On Wednesday, the house was surrounded by police vehicles.
Violence gripped other areas of the capital Wednesday. A car bomb exploded near an Iraqi police checkpoint near the Culture Ministry, killing at least seven officers, wire services reported.
In Mosul, authorities declared a curfew after insurgents killed four Turkish truckers early Wednesday and later clashed with U.S. troops for several hours. Armed with machine guns and rocket-propelled grenades, the rebels attacked two American convoys.

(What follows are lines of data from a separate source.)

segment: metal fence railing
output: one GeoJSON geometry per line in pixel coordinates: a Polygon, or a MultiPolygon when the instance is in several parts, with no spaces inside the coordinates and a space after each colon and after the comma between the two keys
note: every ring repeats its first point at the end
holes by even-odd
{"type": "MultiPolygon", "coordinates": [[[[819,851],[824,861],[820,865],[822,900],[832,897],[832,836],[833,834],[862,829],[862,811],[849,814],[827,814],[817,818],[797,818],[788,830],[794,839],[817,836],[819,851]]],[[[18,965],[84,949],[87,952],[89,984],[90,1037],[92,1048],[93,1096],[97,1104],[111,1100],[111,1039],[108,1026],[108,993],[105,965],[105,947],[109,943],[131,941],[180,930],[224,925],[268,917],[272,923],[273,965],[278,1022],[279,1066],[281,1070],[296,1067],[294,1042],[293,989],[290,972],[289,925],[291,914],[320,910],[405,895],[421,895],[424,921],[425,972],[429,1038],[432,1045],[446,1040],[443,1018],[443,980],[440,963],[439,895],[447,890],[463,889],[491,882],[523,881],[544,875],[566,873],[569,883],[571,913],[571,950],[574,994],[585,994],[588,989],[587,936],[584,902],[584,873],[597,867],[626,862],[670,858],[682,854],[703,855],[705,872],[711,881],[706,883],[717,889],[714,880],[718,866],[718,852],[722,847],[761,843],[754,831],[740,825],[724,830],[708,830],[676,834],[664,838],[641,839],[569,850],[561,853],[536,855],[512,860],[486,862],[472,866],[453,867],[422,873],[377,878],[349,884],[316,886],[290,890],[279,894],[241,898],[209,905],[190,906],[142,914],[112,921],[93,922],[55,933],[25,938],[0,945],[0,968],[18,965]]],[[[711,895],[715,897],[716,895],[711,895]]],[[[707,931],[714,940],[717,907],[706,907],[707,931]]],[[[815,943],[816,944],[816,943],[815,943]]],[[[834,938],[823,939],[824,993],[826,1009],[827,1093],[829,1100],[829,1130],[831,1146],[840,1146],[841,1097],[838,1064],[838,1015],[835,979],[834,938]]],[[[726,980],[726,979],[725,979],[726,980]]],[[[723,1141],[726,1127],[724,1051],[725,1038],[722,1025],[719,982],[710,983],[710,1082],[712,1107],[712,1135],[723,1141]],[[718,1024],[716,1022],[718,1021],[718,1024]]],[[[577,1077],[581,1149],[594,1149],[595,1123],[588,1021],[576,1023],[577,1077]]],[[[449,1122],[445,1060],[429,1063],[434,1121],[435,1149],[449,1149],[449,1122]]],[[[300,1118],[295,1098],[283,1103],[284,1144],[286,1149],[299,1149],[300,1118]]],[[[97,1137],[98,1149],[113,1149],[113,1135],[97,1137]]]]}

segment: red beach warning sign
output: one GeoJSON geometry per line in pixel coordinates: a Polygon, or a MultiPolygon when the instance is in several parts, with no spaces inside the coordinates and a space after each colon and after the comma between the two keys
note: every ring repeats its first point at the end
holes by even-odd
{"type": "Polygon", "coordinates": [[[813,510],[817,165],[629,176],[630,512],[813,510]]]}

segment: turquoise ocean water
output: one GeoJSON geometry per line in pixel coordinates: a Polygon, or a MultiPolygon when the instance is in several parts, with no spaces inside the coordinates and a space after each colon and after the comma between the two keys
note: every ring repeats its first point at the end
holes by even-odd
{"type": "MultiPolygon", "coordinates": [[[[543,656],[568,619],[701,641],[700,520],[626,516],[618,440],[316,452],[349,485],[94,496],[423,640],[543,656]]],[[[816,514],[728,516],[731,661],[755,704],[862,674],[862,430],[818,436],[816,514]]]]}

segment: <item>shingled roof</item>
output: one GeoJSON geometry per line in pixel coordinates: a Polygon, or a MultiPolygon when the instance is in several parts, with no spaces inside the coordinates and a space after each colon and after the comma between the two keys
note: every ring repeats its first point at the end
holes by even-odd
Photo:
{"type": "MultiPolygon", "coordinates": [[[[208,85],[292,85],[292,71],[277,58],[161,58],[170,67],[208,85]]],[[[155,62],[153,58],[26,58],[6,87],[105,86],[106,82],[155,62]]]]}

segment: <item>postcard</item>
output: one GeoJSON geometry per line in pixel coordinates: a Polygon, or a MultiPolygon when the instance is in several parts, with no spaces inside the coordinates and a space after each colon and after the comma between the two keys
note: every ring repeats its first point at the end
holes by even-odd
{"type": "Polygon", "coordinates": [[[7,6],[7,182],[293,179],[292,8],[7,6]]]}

A reporter on the scene said two cars were destroyed and four people were killed. A U.S. military spokesman confirmed the attacks but said only that a foreign contractor was killed in one of them.
A spokesman for a local hospital said three Iraqi police were also killed.
In one Mosul neighborhood, insurgents boasted that they had killed an Iraqi national guardsman and showed reporters the body of a lieutenant, his head riddled with bullets.
Despite the 4 p.m. curfew, Mosul was still in chaos at dusk. There was no sign of government forces or American military; insurgents controlled the streets.
McDonnell is traveling with Charlie Company, 1st Battalion, 8th Marine Regiment in Fallouja. Rubin reported from Baghdad and Mazzetti from Washington. Warren Vieth in Washington and special correspondent Roaa Ahmed in Mosul contributed to this report.